Alice, a 50 year old Harvard Professor married to another professor with whom she has three now adult children, notices she forgets things and puts it down to the menopause or being stressed. However, after panic attack when she forgets her way home, she seeks medical advice. The diagnosis is early-onset Alzheimer’s Disease. Alice faces having to tell her daughters and son who themselves may have it as there’s a genetic link. The youngest daughter doesn’t want to take the test but the other two siblings do. One’s clear, the other, the eldest daughter who is trying to get pregnant has her PS1 mutated gene too. Alice has to come to terms with the fact that she has already passed her Alzheimer’s Disease onto her daughter simply because she didn’t know she was at risk. Her elder daughter elects to use IVF so her embryos can be screened first, safeguarding her children.
Alice, meanwhile has to cope. She creates a simple test with an instruction to go to a specific computer file if she can’t answer any of five simple questions. Her husband goes into denial and then throws his energy into researching clinical trials and latest research. Later her husband is offered a job in New York, which would mean moving away. The two daughters argue he can’t move Alice who needs to be in familiar surroundings and near her grandchildren (the elder daughter is expecting twins). Alice’s husband argues that Alice doesn’t know where she is and it wouldn’t make any difference if she were in New York. Alice does know she doesn’t want to go to New York. But this moment of dramatic tension is spent easily and doesn’t last beyond one episode.

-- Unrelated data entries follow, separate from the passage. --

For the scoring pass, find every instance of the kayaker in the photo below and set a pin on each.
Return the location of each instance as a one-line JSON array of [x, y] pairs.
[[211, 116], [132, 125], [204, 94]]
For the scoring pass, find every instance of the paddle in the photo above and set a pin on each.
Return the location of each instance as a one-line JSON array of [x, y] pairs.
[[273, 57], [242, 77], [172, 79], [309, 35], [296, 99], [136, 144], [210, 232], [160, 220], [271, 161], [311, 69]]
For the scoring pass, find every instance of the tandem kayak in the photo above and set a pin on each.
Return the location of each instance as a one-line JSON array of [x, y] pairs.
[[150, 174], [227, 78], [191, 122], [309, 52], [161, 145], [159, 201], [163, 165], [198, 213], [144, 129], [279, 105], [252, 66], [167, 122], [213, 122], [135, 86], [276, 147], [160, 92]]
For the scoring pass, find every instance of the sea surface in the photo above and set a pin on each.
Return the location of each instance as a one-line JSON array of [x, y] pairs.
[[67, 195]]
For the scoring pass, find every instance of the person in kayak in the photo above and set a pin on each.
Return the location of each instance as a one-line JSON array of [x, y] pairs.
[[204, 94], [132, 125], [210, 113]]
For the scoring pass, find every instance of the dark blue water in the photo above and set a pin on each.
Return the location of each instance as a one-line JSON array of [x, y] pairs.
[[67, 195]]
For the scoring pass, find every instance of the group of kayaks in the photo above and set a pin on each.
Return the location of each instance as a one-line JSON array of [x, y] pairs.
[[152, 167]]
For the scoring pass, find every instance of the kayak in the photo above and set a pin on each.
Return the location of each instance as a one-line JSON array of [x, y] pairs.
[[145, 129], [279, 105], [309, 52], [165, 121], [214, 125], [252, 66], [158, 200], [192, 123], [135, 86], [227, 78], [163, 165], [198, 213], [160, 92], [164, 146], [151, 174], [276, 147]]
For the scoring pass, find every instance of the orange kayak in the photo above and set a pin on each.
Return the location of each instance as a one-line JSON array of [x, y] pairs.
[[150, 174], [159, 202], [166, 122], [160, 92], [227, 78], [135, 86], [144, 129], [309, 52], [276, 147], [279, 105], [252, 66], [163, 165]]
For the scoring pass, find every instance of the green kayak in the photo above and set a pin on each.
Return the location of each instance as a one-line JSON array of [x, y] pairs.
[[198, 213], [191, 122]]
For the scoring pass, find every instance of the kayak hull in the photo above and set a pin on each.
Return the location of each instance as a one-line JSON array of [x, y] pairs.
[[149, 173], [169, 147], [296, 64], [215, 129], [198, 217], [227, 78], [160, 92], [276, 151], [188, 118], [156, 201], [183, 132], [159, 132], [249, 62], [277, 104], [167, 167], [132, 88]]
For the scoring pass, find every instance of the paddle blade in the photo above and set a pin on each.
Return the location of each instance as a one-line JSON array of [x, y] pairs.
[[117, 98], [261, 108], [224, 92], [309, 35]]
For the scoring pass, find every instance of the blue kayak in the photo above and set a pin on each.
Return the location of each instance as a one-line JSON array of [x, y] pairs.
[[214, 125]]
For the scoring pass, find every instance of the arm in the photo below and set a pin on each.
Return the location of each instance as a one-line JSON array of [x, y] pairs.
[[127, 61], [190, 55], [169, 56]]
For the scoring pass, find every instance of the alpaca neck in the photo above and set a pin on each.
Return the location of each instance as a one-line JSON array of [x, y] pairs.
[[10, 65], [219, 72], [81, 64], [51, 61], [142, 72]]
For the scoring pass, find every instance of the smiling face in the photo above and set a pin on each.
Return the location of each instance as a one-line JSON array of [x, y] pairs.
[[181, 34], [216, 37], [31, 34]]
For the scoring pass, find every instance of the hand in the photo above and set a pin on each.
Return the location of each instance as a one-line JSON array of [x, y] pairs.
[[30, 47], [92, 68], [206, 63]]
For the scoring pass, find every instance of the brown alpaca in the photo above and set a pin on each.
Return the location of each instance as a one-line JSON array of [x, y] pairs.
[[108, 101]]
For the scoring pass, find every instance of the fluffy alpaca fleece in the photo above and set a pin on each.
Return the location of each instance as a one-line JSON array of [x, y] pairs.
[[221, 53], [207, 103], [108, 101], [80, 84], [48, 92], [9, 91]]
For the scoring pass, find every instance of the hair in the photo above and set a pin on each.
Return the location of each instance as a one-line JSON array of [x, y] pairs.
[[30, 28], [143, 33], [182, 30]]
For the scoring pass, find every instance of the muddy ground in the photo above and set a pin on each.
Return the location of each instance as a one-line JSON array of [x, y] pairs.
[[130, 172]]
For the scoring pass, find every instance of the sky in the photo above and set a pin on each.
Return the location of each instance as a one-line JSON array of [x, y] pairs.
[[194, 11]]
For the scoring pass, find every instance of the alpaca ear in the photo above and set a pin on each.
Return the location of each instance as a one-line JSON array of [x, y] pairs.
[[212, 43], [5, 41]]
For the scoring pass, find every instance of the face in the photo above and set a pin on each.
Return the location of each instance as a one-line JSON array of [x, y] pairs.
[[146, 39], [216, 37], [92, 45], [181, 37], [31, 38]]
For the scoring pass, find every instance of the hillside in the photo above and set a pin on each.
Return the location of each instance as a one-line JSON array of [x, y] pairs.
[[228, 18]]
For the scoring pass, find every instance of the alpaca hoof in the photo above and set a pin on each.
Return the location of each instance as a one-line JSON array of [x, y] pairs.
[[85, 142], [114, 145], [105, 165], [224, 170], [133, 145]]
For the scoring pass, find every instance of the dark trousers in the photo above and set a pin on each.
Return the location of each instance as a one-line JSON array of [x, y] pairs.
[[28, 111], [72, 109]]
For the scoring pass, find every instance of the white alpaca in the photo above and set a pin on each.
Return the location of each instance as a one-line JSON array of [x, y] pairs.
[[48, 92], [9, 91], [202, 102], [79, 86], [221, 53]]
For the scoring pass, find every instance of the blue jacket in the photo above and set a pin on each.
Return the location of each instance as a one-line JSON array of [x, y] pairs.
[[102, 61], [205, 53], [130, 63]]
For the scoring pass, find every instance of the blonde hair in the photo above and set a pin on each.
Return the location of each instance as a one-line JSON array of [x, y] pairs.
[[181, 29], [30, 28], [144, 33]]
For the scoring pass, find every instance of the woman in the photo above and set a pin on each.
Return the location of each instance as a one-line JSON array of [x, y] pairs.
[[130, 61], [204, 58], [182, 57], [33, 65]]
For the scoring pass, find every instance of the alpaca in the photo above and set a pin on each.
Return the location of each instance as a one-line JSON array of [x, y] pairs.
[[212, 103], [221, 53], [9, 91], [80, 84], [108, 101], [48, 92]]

Alice always had a strained relationship with her youngest daughter, Lydia, who refused to go to college and took acting classes instead. One night the family go to see Lydia in a play. Afterwards, Alice quizzes Lydia as if she’s a stranger, scaring her other children. Ironically it’s Lydia who is most understanding and helpful. Lydia doesn’t try to force Alice to remember things but accommodates her. As Alice finds reading novels difficult, it’s Lydia’s acting that prompts her to try plays. Lydia finds she can read parts to her mother and although her mother eventually loses the ability to follow the words, she can always interpret the emotions Lydia is trying to act so is able to give Lydia useful feedback. A small compensation for the otherwise devastating effects of Alzheimer’s.
My one criticism is that the book does feel like a series of episodes chosen to illustrate a specific facet of Alzheimer’s Disease. There is no dramatic tension so it feels as if it is an account of what happened when Alice developed Alzheimer’s Disease rather than a fully-fledged novel.
That’s not to say it’s not worth reading. “Still Alice” is definitely not “dull but worthy” either. It is sensitively written and lacks sentimentality. Although you know things are not going to get any better for Alice, the book is not depressing. Alice herself lacks self-pity, almost viewing Alzheimer’s Disease as her final challenge. Certainly in the earlier stages she develops coping strategies that lead others to think she is coping better than she is. The characters are very well drawn and you feel yourself fighting with Alice and hoping that if she can’t answer her five questions she somehow still fails to carry out her plan.